陸小鳳放下手,有些遺憾地看着她,嘆息道:“這樣我就可以再也不管這些煩心的事,趁機隱居,跟你泛舟湖上,做一對隱於江湖的神仙眷侶。”
沙曼甜甜地一笑,睨了他一眼,嗔道:“只可惜你是陸小鳳,是飛翔在九重天之上的陸小鳳。”
陸小鳳長長地嘆息一聲,“是啊,可惜了,但我為什麼要是陸小鳳呢?我就不能是別的什麼人么?”
司空摘星忽然從牆外探進一個頭來,“陸小雞,你果然不想要再做鳳凰,要變成一隻陸小雞或者陸小豬嗎?”沒有人知道他是從那裏冒出來的,也沒有人知道他是什麼時候來的,只是他喊完這句話,餘音未落,卻在片刻間已遠遠而去。

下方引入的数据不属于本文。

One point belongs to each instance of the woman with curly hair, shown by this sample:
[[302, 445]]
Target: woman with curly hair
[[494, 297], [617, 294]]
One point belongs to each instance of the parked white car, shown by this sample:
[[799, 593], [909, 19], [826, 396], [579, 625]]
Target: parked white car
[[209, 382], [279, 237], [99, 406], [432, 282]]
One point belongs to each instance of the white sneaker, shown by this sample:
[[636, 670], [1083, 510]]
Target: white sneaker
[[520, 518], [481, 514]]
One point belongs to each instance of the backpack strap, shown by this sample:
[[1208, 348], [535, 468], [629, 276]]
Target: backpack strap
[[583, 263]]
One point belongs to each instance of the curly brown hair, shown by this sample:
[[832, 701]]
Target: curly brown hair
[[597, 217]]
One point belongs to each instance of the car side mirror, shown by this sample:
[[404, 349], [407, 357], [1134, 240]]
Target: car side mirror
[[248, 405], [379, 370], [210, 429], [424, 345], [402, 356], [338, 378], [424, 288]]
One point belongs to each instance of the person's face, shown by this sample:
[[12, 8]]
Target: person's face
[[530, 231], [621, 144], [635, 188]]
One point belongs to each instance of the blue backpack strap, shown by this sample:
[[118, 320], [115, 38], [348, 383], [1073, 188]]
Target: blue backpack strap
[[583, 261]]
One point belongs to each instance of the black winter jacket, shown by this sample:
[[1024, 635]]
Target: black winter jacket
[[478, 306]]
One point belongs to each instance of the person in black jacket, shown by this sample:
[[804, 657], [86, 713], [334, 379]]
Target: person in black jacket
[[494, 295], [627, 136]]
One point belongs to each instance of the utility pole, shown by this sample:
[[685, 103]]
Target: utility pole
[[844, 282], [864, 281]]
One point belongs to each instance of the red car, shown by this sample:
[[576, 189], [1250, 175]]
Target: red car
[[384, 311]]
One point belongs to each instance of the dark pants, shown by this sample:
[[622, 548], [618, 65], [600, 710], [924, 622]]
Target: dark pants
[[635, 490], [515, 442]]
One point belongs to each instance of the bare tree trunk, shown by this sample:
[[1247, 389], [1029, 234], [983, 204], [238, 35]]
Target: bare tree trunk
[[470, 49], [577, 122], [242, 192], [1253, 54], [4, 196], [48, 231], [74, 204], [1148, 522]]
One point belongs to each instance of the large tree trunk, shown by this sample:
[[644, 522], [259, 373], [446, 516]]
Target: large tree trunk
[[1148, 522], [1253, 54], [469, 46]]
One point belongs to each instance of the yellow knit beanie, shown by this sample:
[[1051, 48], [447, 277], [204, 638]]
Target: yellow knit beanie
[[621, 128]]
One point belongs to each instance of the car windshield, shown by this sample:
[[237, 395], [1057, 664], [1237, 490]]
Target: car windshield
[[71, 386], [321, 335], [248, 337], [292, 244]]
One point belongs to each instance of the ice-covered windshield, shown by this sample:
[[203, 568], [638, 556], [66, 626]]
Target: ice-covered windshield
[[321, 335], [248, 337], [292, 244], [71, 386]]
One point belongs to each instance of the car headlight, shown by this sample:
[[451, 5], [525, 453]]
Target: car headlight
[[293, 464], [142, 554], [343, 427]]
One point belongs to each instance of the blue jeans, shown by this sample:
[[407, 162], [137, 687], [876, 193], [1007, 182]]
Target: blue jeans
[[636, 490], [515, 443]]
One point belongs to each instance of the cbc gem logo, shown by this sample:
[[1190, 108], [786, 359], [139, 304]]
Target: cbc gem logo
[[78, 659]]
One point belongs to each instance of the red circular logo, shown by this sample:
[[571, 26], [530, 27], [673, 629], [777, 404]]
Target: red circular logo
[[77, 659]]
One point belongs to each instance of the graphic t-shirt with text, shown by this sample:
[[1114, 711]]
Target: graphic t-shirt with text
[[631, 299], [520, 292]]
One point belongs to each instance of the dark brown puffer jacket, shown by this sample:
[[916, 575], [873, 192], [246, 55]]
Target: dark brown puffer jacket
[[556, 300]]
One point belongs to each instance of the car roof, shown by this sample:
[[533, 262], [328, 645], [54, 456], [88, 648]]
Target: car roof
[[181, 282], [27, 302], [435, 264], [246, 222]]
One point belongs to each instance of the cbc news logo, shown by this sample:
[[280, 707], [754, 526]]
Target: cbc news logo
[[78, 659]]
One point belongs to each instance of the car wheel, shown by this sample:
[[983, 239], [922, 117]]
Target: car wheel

陸小鳳陡然一個閃身,人也已到了牆外,瞬息間連一片殘影都不留,追了上去。
沙曼還在廊下。
不遠處,覃逆和西門吹雪正坐在樹蔭下。
兩個人都沒有動。
覃逆收回看向陸小鳳這邊的目光,轉回頭,對西門吹雪道:“陸小鳳也會累?”
西門吹雪靜靜地看着手中的杯,道:“他是人,當然會累。”
覃逆道:“我一直以為他是那種到九十多歲駝了背、掉光了牙都還能四處惹麻煩的不死小強。”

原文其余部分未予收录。